911 calls give clearer picture of mental-health crisis before Cedric Lofton died
WICHITA, Kan. (KWCH) - The 911 calls leading up to 17-year-old Cedric Lofton becoming unresponsive while in custody at the Sedgwick County Juvenile Intake and Assessment Center (JIAC) shed more light on the mental health crisis involving the teen that led to the in-custody incident. Lofton later died at a Wichita hospital.
Of four calls to 911, the first three give us a better idea of the mental health crisis Lofton suffered, both the night he became unresponsive last September and days before. The first two calls are from Lofton’s foster father. The other two from from workers in the JIAC facility, both before and after the teen stopped breathing.
In an emergency call, Lofton’s foster father told a dispatcher that at school, Lofton said the security guards were secret agents planning to kill him and that at home, he wasn’t letting anyone into his room, saying it was the only part of the house that wasn’t bugged.
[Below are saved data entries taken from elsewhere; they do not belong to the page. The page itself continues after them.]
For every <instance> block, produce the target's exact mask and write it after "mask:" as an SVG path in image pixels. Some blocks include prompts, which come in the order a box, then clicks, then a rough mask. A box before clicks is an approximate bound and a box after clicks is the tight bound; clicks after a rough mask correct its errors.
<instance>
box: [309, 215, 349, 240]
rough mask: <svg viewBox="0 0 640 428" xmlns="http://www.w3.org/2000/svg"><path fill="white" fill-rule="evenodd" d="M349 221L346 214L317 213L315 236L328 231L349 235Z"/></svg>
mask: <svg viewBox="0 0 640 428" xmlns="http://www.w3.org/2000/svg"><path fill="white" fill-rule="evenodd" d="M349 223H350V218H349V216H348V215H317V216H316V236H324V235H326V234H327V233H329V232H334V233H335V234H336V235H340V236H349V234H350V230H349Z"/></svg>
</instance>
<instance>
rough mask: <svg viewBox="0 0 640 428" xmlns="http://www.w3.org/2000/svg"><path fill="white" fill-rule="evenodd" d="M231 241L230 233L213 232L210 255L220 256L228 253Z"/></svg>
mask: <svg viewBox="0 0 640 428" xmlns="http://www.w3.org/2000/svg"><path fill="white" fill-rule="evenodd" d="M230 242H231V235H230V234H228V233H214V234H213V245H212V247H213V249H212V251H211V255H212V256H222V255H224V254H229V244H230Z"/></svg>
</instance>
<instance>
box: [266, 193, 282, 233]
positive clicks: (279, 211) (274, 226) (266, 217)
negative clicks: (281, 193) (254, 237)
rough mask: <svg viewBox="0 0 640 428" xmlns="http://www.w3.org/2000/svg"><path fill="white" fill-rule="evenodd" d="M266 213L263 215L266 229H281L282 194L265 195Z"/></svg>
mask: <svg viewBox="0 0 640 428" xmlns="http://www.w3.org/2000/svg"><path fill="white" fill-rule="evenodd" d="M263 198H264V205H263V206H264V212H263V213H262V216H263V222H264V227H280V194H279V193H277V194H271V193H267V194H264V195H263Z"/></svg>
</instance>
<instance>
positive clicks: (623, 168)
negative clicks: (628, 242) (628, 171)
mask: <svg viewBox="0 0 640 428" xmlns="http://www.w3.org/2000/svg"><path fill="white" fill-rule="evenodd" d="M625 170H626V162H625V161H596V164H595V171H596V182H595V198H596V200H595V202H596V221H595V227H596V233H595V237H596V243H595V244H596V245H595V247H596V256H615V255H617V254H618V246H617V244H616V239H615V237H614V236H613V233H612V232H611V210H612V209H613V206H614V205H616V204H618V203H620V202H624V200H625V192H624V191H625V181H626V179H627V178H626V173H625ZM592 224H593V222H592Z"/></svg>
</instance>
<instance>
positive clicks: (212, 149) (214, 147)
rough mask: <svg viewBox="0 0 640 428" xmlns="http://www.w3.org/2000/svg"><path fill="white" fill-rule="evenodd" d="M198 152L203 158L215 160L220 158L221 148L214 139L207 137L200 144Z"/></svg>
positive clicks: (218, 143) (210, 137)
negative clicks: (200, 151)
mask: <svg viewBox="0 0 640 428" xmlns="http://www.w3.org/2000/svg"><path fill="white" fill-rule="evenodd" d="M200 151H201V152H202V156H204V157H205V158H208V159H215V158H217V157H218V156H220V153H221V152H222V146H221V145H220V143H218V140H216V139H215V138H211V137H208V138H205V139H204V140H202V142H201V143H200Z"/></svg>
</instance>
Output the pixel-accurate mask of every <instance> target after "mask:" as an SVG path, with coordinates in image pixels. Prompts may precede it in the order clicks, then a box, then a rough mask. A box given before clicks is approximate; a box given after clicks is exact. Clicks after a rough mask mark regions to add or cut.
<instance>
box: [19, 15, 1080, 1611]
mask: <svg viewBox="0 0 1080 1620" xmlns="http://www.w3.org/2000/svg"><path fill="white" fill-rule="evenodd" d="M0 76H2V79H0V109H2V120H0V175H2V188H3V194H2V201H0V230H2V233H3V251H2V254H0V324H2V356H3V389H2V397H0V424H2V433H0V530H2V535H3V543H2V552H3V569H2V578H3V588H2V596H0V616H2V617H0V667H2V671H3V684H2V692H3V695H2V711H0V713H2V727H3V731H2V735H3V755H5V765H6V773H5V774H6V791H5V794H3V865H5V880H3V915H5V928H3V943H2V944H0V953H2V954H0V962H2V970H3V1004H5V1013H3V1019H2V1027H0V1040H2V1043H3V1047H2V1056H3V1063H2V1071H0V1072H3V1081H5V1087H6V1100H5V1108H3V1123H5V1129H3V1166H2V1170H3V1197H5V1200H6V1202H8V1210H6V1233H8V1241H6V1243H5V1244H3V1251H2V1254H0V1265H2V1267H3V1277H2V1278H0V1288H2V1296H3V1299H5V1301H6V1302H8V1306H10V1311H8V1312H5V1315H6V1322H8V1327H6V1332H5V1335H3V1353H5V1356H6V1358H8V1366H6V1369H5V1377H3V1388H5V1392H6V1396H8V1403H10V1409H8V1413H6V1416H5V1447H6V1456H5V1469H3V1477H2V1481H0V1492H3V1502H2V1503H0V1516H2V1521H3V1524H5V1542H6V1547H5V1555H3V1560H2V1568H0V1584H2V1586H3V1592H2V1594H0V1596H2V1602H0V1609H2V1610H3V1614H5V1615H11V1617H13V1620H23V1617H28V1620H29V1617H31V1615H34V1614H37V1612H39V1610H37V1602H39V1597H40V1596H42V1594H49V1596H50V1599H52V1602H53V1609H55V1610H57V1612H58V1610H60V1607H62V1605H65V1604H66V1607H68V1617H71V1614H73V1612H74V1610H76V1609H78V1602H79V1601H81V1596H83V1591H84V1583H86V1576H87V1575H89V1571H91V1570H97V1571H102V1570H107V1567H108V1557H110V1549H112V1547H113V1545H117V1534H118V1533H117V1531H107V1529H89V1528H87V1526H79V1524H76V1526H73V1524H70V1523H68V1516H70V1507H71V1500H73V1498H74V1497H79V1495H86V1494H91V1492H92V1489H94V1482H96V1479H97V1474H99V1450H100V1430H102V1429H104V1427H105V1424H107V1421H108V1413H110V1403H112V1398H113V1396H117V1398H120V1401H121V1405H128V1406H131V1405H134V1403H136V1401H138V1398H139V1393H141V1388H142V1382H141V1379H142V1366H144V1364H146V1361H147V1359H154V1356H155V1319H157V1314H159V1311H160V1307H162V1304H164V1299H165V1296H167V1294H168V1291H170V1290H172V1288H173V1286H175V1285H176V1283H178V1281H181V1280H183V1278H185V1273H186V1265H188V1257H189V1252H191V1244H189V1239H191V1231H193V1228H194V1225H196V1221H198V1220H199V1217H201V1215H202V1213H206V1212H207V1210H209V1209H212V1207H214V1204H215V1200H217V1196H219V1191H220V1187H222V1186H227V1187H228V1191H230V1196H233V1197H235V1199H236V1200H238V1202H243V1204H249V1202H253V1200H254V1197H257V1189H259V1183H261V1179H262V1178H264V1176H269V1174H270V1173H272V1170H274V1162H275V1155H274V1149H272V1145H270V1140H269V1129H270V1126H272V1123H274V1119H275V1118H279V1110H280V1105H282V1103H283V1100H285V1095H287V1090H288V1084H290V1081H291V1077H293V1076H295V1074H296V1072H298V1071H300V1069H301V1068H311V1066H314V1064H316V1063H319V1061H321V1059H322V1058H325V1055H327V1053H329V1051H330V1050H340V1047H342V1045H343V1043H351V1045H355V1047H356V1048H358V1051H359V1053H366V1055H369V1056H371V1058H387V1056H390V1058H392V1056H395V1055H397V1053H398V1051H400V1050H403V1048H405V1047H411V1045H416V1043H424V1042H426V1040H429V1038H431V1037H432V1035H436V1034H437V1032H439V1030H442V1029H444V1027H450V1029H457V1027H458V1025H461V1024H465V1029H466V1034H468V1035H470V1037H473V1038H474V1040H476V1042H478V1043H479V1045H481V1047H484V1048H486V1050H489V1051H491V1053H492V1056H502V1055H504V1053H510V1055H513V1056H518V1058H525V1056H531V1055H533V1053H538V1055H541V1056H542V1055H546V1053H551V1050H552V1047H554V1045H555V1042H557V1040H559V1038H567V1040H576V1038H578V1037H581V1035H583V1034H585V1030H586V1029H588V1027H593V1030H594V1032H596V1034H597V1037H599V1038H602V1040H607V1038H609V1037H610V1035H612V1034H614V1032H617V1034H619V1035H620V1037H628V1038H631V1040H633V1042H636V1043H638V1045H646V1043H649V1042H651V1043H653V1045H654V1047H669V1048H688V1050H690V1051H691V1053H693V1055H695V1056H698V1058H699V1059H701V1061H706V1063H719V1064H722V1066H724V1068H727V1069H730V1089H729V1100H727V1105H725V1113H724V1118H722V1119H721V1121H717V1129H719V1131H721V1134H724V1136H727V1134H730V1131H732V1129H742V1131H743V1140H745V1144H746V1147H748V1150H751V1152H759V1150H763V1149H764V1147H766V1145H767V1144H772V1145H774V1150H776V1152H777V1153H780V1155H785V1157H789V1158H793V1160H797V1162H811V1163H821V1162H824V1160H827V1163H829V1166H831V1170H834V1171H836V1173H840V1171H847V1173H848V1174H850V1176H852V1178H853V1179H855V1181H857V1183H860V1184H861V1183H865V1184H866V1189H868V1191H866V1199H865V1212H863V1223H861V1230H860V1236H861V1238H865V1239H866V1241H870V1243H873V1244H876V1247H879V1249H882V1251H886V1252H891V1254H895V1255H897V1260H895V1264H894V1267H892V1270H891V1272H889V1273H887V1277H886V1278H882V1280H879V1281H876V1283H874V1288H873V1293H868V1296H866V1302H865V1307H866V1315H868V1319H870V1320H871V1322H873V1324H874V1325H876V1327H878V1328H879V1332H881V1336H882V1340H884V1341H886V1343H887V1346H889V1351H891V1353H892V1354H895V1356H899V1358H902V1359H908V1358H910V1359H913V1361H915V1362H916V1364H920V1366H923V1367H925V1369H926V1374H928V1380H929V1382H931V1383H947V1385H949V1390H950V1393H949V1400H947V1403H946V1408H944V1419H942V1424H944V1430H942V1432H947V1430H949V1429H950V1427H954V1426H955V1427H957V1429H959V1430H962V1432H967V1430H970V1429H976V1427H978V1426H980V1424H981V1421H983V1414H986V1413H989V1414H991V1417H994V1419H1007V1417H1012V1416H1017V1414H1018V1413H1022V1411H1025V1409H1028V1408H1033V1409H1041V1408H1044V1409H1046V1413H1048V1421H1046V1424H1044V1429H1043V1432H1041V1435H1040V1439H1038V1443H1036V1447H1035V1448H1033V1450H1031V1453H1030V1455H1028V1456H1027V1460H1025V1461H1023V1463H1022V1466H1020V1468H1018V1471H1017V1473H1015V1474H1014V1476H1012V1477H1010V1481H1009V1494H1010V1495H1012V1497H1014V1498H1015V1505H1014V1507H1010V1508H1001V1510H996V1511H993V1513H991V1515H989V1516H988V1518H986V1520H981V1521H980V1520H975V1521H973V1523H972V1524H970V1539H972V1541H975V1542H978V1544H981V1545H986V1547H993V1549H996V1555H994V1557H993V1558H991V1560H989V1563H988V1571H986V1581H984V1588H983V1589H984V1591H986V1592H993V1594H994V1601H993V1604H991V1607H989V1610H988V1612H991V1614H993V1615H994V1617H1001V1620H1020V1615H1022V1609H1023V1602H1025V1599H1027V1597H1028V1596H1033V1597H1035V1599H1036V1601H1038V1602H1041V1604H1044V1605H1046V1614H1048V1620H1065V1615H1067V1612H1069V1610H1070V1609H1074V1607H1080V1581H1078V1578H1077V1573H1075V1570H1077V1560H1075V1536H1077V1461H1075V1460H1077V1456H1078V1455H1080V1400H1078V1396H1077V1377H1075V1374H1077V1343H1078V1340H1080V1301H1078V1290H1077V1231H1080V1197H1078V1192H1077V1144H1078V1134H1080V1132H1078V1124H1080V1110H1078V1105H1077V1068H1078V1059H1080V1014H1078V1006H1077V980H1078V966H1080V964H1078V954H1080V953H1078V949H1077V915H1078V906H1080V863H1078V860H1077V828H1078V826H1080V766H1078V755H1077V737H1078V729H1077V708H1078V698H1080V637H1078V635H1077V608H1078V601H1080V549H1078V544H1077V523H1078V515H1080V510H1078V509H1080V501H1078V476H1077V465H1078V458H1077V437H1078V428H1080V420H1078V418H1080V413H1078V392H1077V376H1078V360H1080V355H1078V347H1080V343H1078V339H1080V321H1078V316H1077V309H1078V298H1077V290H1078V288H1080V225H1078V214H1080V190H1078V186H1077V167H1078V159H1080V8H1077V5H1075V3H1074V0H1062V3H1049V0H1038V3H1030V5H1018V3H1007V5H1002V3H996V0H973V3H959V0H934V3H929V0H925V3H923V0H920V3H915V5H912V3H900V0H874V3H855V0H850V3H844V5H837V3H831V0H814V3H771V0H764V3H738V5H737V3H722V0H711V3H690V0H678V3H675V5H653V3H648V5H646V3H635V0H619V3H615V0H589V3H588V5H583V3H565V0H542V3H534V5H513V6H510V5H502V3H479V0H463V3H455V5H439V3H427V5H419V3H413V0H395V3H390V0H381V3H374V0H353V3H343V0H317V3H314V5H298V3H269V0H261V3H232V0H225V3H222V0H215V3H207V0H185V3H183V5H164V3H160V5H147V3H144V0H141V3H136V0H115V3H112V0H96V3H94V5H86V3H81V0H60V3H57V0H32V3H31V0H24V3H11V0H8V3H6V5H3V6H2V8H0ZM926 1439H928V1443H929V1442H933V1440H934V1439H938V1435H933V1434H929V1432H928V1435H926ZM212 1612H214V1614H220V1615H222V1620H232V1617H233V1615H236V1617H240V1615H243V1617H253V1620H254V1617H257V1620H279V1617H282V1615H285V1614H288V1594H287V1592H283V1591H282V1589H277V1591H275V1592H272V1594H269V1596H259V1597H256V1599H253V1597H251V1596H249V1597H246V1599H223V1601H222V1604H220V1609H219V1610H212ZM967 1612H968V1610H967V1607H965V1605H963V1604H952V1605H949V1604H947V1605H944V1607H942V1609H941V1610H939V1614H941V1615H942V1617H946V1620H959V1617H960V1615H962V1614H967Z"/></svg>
“We were supposed to take him to ComCare today because he’s been having some, we think, schizophrenic episodes,” Lofton’s foster father is heard telling the dispatcher.
On the second 911 call two days later, Lofton’s foster father said the teen was “having like, a mental breakdown,” and that he put in an immediate notice to discharge Lofton from his home. He said Lofton showed up anyway and started causing issues outside. He asked for Lofton to be taken to ComCare for a mental-health check.
“He’s really paranoid. He things everyone’s trying to kill him. He said that he could have access to a gun if he needs it,” Lofton’s foster father told the dispatcher.
The police officers who responded to the emergency call brought Lofton to JIAC instead, using a WRAP restraint. The next 911 call happens as JIAC guards struggle with Lofton inside his cell. Like the teen’s foster father, they asked for officers to come and take Lofton for a mental-health screen. Shortly following was the final call to 911 when Lofton stopped breathing. The JIAC guard making that call said they didn’t have a trained nursing staff or an AED.
“We’re performing chest compressions. I don’t have an AED,” the guard told the dispatcher.